Greece will not be able to return to bond markets next year to help plug an estimated 11-billion-euro financing gap that will start to open up, market sources said this week, contrary to earlier suggestions from the government and its European partners.
With pressure mounting on eurozone officials to find a solution to the 4.4-billion-euro shortfall the International Monetary Fund projects will kick in from August 2014, and widen by a further 6.5 billion euros in 2015, more debt relief now seems all but inevitable for Athens.
“The troika will not likely be able to avoid new bailout discussions before the end of 2014 in order to plug the gaps, and is very likely to decide on an extension,” said Barclays in a research note.

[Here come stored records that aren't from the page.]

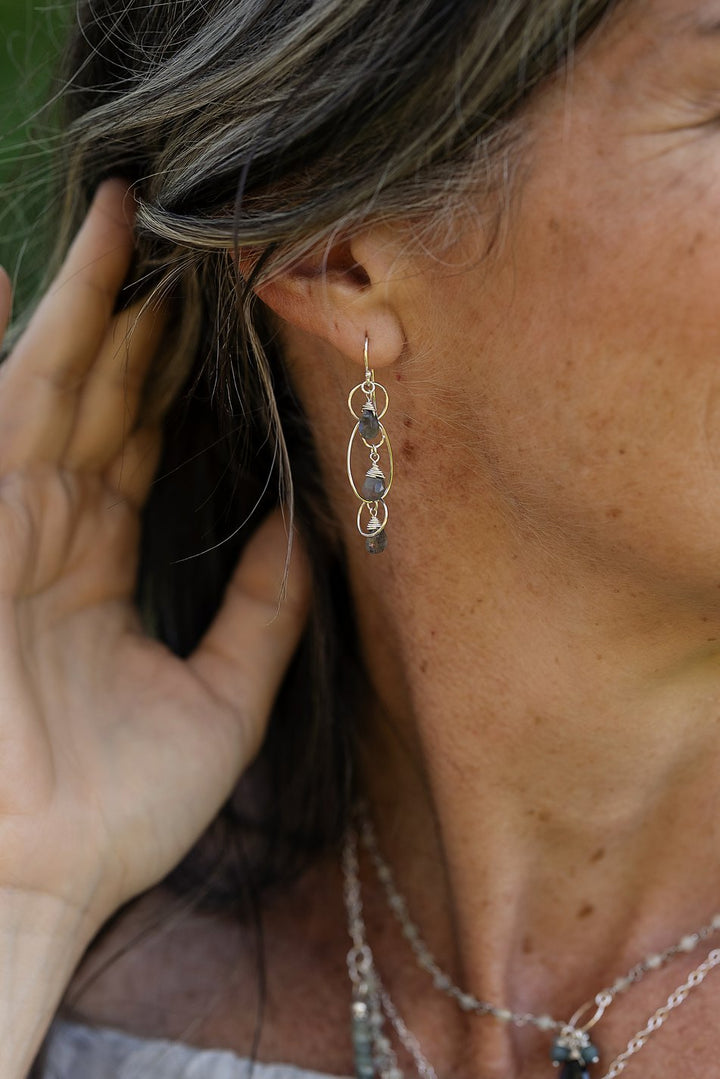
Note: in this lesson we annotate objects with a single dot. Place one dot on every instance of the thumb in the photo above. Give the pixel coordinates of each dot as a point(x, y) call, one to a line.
point(244, 654)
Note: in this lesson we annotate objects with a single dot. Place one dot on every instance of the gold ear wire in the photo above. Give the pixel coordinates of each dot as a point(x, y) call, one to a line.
point(377, 482)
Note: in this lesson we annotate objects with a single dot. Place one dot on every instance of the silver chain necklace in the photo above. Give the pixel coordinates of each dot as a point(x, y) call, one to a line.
point(571, 1047)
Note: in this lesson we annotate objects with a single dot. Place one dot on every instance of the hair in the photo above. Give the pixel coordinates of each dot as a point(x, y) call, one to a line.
point(274, 125)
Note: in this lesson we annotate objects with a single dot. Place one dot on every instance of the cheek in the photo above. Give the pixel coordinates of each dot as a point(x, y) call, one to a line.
point(589, 364)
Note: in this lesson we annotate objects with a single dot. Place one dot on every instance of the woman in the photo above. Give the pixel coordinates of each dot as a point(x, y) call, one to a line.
point(506, 215)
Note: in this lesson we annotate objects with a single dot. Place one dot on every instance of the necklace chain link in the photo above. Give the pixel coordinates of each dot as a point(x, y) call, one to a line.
point(371, 999)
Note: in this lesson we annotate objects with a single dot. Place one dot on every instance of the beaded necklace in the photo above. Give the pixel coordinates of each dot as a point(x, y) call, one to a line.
point(571, 1050)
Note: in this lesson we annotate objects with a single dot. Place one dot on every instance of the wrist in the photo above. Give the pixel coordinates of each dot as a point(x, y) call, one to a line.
point(42, 939)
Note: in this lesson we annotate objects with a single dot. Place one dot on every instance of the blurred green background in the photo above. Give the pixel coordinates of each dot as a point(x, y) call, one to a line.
point(31, 35)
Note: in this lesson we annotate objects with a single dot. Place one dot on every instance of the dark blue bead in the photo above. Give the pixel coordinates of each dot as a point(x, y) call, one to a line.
point(368, 424)
point(559, 1053)
point(574, 1069)
point(377, 543)
point(374, 488)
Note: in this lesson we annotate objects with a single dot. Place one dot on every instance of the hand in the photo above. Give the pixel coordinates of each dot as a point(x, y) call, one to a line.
point(114, 754)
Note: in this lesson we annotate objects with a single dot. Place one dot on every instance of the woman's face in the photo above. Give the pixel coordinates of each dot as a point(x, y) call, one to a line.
point(572, 377)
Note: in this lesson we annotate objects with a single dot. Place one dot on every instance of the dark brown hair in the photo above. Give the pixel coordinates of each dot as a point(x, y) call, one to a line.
point(279, 124)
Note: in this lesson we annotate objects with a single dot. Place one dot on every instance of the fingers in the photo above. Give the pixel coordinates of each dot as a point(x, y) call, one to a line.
point(111, 397)
point(245, 652)
point(67, 329)
point(40, 379)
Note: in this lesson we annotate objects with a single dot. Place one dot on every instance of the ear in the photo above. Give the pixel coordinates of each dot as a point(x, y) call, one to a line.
point(340, 294)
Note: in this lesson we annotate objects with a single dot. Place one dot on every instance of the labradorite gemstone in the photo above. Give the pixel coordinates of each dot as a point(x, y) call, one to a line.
point(377, 543)
point(374, 487)
point(368, 424)
point(589, 1054)
point(559, 1053)
point(574, 1069)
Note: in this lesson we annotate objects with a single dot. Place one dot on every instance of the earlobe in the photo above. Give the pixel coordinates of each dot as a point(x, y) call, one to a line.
point(340, 299)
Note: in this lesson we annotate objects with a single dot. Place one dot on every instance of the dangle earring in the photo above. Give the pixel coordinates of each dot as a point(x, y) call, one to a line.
point(372, 511)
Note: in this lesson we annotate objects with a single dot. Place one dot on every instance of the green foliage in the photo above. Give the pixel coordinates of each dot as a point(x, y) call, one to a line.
point(30, 43)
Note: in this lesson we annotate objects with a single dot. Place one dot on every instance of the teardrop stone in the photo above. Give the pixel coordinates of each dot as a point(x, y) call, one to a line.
point(374, 486)
point(368, 424)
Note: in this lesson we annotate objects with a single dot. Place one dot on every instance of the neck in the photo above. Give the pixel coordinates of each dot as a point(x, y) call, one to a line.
point(549, 764)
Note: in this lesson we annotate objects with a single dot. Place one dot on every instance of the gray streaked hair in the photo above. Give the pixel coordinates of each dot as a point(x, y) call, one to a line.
point(277, 124)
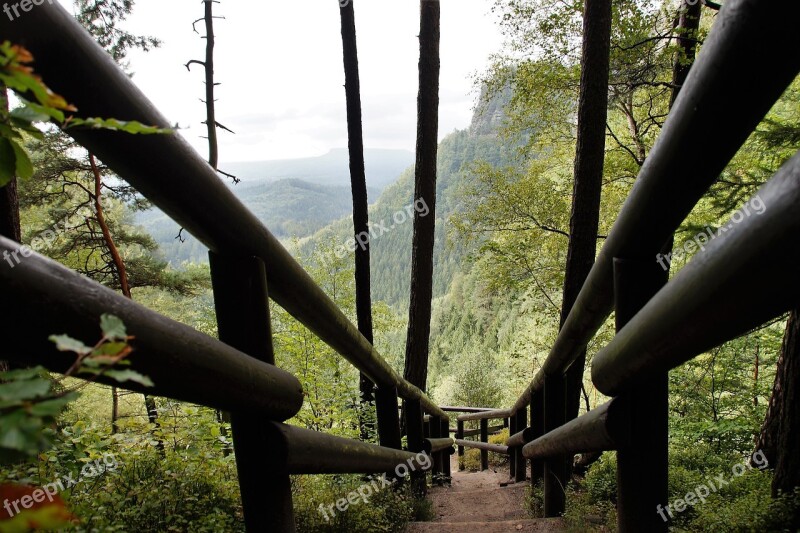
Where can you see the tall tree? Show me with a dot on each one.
(588, 177)
(358, 185)
(780, 437)
(419, 313)
(9, 201)
(210, 100)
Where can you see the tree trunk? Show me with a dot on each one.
(358, 183)
(122, 276)
(589, 160)
(9, 207)
(787, 449)
(688, 25)
(780, 433)
(9, 203)
(211, 120)
(419, 313)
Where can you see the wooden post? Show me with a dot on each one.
(435, 425)
(446, 454)
(555, 468)
(415, 430)
(242, 307)
(460, 436)
(642, 467)
(484, 438)
(521, 464)
(537, 424)
(388, 417)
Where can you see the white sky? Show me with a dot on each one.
(280, 65)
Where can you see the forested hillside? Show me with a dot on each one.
(288, 207)
(391, 242)
(526, 197)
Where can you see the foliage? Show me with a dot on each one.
(30, 401)
(103, 18)
(388, 510)
(16, 73)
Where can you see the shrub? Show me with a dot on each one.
(387, 510)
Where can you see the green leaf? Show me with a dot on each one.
(132, 127)
(65, 343)
(129, 375)
(105, 353)
(28, 113)
(113, 328)
(24, 165)
(8, 162)
(55, 114)
(54, 407)
(23, 373)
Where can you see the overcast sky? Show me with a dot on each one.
(280, 65)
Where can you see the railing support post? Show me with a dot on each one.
(446, 454)
(484, 438)
(521, 464)
(460, 436)
(642, 467)
(415, 433)
(512, 457)
(242, 308)
(537, 424)
(388, 417)
(555, 468)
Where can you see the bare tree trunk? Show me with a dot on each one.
(122, 275)
(780, 433)
(787, 440)
(211, 116)
(9, 207)
(589, 161)
(688, 26)
(419, 313)
(358, 183)
(9, 203)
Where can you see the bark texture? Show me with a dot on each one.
(419, 317)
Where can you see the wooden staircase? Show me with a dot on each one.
(479, 502)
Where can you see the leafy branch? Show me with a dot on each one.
(39, 104)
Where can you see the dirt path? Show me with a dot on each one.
(476, 502)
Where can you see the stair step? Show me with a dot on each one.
(538, 525)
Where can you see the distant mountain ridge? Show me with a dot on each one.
(382, 168)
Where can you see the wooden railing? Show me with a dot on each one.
(248, 265)
(741, 279)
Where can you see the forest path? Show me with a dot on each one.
(480, 502)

“We do not see how Greece could possibly return to the markets next year, even if recent developments have been very positive.”
European Union officials – who believe the size of the gap next year is somewhat smaller at 3.8 billion euros – see the issuance of short-term bonds as an option to make up the shortfall, alongside utilizing unused funds earmarked for the country’s bank recapitalizations and/or new loans.
Bankers, however, say the country will struggle to convince investors to buy its bonds, especially given that further restructurings are not out of the question.
“With so much uncertainty hanging over their heads, investors just wouldn’t be interested,” said one senior SSA banker in London.
As a temporary solution, the country could up its treasury bill issuance, wrote JP Morgan in its Europe Economic research note on Thursday.